After three more servants repeat nearly the same sentiments, I tip my head back with a groan. I can get nothing out of them apart from various comments about not wishing to “cross” Kirran. There’s no solution but to find him, though I can’t imagine he’ll be able to easily lift his gag order. Maybe he can do so with just a word. It still seems that it’ll take far too much time.

Regardless, there is no other option.

I steel myself with a sharp breath and slip between servants to Lady Esilla. “Good morning, Mistress. I know it’s early, but do you mind if I take a break?”

She studies me. “Is this to do with Prince Kirran’s ball?”

“It is.” No reason to pretend otherwise.

She sighs and waves a dismissive hand at me, not bothering to disguise her teasing smile. “Go on. Try to be back before midday.”

“Thank you!” I shoot out the doorway and into the hall. Before I make it ten steps, I skitter to a stop. The castle is massive, with more rooms and corridors than I have fully explored. Or have access to.

If Kirran is researching magic, he’s likely in the library. Or meeting with his father’s ministers or advisors.

Or maybe he’s not doing anything at all to try to find the truth because he already knows what he did. He probably sent you on a wild goose chase, knowing full well you wouldn’t find answers from the servants.

The thought burns in my chest, and I shake it away. He can’t lie. He was earnest last night. I know it.
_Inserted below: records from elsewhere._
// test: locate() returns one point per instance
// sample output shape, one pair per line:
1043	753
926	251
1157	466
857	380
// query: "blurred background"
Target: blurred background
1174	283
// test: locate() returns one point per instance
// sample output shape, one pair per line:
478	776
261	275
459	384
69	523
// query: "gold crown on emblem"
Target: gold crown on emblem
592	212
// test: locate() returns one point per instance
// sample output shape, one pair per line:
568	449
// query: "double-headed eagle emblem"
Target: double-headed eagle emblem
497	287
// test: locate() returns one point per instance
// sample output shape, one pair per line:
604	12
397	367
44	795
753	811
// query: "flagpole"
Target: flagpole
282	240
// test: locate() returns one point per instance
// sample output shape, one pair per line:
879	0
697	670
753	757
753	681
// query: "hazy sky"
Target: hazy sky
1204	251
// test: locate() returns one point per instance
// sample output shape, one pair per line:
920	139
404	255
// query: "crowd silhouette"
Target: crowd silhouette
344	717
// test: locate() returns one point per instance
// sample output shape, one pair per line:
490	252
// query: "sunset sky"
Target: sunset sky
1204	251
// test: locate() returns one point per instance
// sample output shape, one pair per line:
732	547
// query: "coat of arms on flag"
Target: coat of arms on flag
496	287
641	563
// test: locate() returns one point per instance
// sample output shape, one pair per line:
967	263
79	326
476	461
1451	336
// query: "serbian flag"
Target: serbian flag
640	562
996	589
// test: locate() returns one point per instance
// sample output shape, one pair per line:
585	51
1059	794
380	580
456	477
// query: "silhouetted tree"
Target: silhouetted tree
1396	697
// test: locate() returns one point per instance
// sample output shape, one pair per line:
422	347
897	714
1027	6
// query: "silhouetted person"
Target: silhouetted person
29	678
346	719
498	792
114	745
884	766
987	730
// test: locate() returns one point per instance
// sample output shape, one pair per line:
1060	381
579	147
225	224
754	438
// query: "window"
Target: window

I make it another few strides and stop again.

If I go to Kirran, what then? Even if he retracts his order of silence, will it be useful at all? The servants may have seen something, if indeed there was something to be seen. But if they didn’t and we waste hours trying to get information they don’t have, we’ll be no better off than if I try something else now.
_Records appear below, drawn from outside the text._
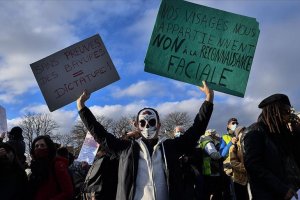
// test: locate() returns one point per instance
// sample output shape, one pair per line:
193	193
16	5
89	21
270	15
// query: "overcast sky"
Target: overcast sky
32	30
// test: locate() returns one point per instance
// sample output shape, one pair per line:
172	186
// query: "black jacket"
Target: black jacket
265	159
128	152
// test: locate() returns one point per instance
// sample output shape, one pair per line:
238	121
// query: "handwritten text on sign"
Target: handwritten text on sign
63	75
192	43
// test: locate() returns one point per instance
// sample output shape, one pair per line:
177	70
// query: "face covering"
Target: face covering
41	153
177	134
148	123
233	127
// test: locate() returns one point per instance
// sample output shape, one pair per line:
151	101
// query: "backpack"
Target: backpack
102	179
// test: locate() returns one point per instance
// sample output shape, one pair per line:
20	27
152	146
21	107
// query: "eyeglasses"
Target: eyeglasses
151	122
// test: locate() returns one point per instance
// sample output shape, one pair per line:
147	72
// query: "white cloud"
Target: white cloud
65	119
141	89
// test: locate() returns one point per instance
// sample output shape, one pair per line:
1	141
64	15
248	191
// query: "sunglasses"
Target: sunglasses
151	122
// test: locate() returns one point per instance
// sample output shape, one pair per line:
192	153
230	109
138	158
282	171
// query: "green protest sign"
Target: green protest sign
191	43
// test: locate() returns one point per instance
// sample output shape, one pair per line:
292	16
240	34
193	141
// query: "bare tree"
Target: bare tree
79	131
175	119
34	125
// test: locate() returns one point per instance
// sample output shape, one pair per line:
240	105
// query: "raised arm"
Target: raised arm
100	134
192	135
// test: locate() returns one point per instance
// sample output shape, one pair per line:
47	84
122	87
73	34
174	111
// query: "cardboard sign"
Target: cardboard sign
191	43
64	75
3	121
88	150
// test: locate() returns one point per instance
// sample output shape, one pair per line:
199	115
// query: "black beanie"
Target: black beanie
282	98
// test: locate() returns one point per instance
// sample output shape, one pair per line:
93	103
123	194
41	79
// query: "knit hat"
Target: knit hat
231	120
210	132
239	129
282	98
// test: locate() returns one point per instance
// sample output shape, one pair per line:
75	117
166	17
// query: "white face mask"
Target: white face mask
147	120
233	127
177	134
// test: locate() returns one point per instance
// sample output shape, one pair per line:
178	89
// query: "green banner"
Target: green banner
191	43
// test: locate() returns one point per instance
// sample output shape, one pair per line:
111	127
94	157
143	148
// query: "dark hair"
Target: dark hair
156	113
272	117
49	142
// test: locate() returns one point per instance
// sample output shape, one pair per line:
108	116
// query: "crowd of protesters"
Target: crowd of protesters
259	162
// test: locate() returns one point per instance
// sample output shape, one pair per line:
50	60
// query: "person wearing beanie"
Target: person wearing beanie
13	179
272	155
16	140
239	176
227	140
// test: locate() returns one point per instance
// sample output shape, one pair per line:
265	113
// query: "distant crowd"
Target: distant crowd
259	162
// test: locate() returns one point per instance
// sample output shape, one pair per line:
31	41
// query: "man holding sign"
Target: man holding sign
149	167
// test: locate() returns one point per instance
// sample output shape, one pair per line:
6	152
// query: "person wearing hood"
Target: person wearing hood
240	178
227	140
50	178
272	153
149	165
13	179
16	140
My blood chills, and instinctive tension knots in my shoulders. There’s only one other person who might have answers for me.
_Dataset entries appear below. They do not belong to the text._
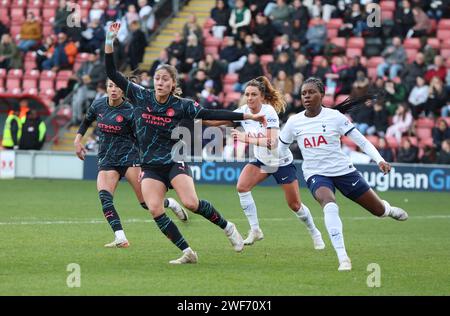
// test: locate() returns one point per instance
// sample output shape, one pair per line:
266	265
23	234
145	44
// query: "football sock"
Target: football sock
171	231
109	211
208	211
334	227
305	216
249	207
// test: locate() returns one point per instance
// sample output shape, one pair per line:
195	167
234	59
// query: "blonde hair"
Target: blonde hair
174	75
271	95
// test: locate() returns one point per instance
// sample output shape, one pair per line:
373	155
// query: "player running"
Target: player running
262	98
157	113
317	131
118	156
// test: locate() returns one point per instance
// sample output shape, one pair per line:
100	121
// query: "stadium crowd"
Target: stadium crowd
404	59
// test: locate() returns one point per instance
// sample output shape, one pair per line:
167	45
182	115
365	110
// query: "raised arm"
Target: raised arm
111	70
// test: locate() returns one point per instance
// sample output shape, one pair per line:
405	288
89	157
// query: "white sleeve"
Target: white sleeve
272	118
344	125
365	145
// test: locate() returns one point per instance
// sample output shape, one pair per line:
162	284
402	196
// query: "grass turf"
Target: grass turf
46	225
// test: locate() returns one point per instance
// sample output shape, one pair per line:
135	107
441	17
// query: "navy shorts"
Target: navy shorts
122	170
166	173
283	175
352	185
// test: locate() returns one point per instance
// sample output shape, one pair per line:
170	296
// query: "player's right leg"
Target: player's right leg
323	189
250	176
154	192
107	181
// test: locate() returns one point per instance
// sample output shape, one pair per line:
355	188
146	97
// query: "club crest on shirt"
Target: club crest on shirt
170	112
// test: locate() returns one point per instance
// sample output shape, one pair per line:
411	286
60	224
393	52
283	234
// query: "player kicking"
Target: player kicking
157	113
317	131
118	156
262	98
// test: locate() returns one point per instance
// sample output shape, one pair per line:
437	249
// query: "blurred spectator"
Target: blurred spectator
299	21
30	33
418	97
437	97
363	118
437	69
395	93
251	70
429	155
61	16
404	18
422	24
136	47
63	54
33	132
191	27
316	37
416	69
280	16
384	150
440	133
401	123
395	58
162	59
263	35
147	17
444	153
10	57
240	17
303	66
221	15
93	37
44	51
176	47
407	153
12	129
89	75
283	83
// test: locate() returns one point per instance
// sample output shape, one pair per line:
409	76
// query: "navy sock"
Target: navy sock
208	211
171	231
109	211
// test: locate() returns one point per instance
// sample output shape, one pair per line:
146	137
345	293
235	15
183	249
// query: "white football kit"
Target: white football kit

If she is willing to talk.

I steady myself and head toward the nobles’ wing. Not every noble lives in the castle, but the advisors and their families do, as well as a handful of other prominent fey lords and ladies that King Abbas wants close at all times. They all reside in the southern section of the castle, where I used to live when we first moved from the spring kingdom of Palla, before I found more solace in the servants’ area downstairs and gradually shifted my residence there.

The nobles’ wing, where my stepmother and stepsisters still live.

At this time of day, though, my stepmother is likely to be in one of two places: either in her lavish sitting room with a few other highborn ladies, sipping cinnamon tea and pretending to solve the world’s problems; or out on the terrace, munching on crackers with lime spread and reading a book I was never allowed to touch.

I can only hope that, by this hour, my stepsisters have decided to entertain themselves elsewhere.

The vast ceiling and beams above seem to close in on me the farther I go. But it’s the familiar voices floating from somewhere ahead of me that stop me dead in my tracks. The back of my neck pebbles with a rippling chill.

So much for my stepsisters not being here.

Vallda’s exasperated tone reaches me first. “…coursethey didn’t go off together. I told you, he went after her but returned to the ballroom very soon after. She didn’t.” A snicker, cold and mocking like she usually is. “Probably went to her room to cry herself to sleep. What a little worm.”

My breath catches, and I stiffen.

“Worm!” Devikka lets out a sharp cackle and falls quiet like she shushed herself. Her muffled words only serve to further the image. “Like spring and mud. I get it!”

Vallda says something I don’t catch. Maybe it’s more of a sigh.

“But you said he spoke to the king.” Devikka’s nasally words carry more easily through the corridor, even as their footsteps hurry away from me. Heeled shoes clack in near unison on the marble floor. “That’s a problem, isn’t it? What if he still —”

“He doesn’t. He was angry. Or at least upset. I don’t think we have anything to worry about there.”

I ease back against the wall, just so I’m not standing so conspicuously in the center of the corridor, but I don’t dare to peek around the corner yet, lest they spot me.

It’s been a long time since I let their remarks truly penetrate my heart. And I’m not going to give them the pleasure of knowing I overheard them.